Alex Daniel 

Doom Bar maker Sharp’s Brewery in Cornwall to be closed by US owner

Molson Coors says site, as well as national call centre in Wales, ‘no longer financially sustainable’
  
  

Glass of Doom Bar beer.
Critics say any plans to produce the Cornish beers outside of Cornwall would be ‘a disgrace’. Photograph: Mark Dunn/Alamy

The Cornish brewery that makes Doom Bar ale is to be closed by its US owner, throwing the popular beer brand’s future into doubt and putting about 200 jobs at risk.

The drinks company Molson Coors said it plans to shut Sharp’s Brewery in Rock, along with its national call centre in Wales, saying it was “no longer financially sustainable”.

The Chicago-based company, which bought Sharp’s 15 years ago, said it was planning to close the site by the end of this year but it “remains committed” to Sharp’s beer brands.

Sharp was founded in 1994, and most its sales come from Doom Bar, which is among the bestselling cask ales in the UK, and was named after a notoriously dangerous sandbank in Cornwall’s Camel estuary. Sharp’s also makes Atlantic and Twin Coast pale ales.

Tom Stainer, chief executive of the Campaign for Real Ale (Camra) said it was “just another example of a global brewing giant destroying the nation’s cask brewing heritage. Sharp’s has been brewing cask for over 30 years and this will just be dismantled overnight.”

Molson Coors said it was exploring potential deals with other producers to keep making the beer, including brewing in other parts of the country. But Stainer added that any plans to produce the Cornish beers outside the region “would be a disgrace”.

“We are losing far too many cask brands and the breweries who craft them at the hands of global brewers more interested in profit than our brewing heritage, and making sure drinkers can enjoy authentic products,” he said.

When Molson Coors bought the Cornwall site for £20m in 2011, it said it was “100% committed to real ale and cask beer at Rock” and even suggested the brewery could be expanded.

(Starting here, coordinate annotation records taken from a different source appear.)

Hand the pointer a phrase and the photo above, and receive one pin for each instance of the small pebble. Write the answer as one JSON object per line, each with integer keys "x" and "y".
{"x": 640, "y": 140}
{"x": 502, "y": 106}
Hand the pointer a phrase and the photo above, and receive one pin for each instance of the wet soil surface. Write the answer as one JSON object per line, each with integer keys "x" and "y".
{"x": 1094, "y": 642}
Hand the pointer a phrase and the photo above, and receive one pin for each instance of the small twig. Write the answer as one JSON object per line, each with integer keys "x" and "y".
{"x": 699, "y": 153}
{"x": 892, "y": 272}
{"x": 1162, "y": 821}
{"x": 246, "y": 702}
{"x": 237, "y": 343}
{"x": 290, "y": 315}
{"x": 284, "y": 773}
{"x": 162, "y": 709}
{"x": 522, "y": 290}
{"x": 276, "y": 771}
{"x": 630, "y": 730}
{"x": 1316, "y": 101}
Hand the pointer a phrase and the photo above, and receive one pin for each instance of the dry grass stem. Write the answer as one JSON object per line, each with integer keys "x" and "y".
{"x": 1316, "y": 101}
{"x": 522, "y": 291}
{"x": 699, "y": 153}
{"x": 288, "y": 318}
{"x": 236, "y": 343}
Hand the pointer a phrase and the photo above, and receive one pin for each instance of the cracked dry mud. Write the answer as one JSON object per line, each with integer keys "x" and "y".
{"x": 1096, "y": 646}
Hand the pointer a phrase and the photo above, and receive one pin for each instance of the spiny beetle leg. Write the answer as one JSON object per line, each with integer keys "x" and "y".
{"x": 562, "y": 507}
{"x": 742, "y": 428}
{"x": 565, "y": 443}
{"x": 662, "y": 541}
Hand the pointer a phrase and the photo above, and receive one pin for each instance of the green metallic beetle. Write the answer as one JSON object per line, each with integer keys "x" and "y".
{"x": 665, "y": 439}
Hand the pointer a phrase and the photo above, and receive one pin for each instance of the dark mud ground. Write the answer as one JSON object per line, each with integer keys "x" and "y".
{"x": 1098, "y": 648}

But on Thursday, the US firm, which also makes Carling, Coors Light and Staropramen, said it had explored “every alternative option to make the site financially sustainable”.

The plan was part of a broader restructuring to “unlock efficiencies and cost-savings to fuel the company’s long-term growth”, it added.

Ben Maguire, the Liberal Democrat MP for North Cornwall, said the closure was “a hammer blow for the local economy, and for the hospitality sector here in Cornwall that is already on its last legs”.

He said: “It is deeply disappointing to see an American multinational move production out of Cornwall, and ministers should look at giving Cornish beers, ales, and other drinks the same protections as the Cornish pasty, so that what is branded Cornish is genuinely made here.”

Simon Kerry, managing director of Molson Coors in the UK and Ireland, said the closure “has not been an easy decision for us to make … However, the site is no longer financially sustainable as part of our national production network.”

About 50 people face redundancy at the Rock brewery, as well as the 150 who work at its call centre in Wales. Molson Coors said it was closing that site because nearly 90% of its customer orders were now made online.

Molson Coors had “evolved our business as part of our digitisation journey,” Kerry said, adding: “The proposed closure of our National Contact Centre is no reflection on the brilliant work of our teams, but is in response to these changes.”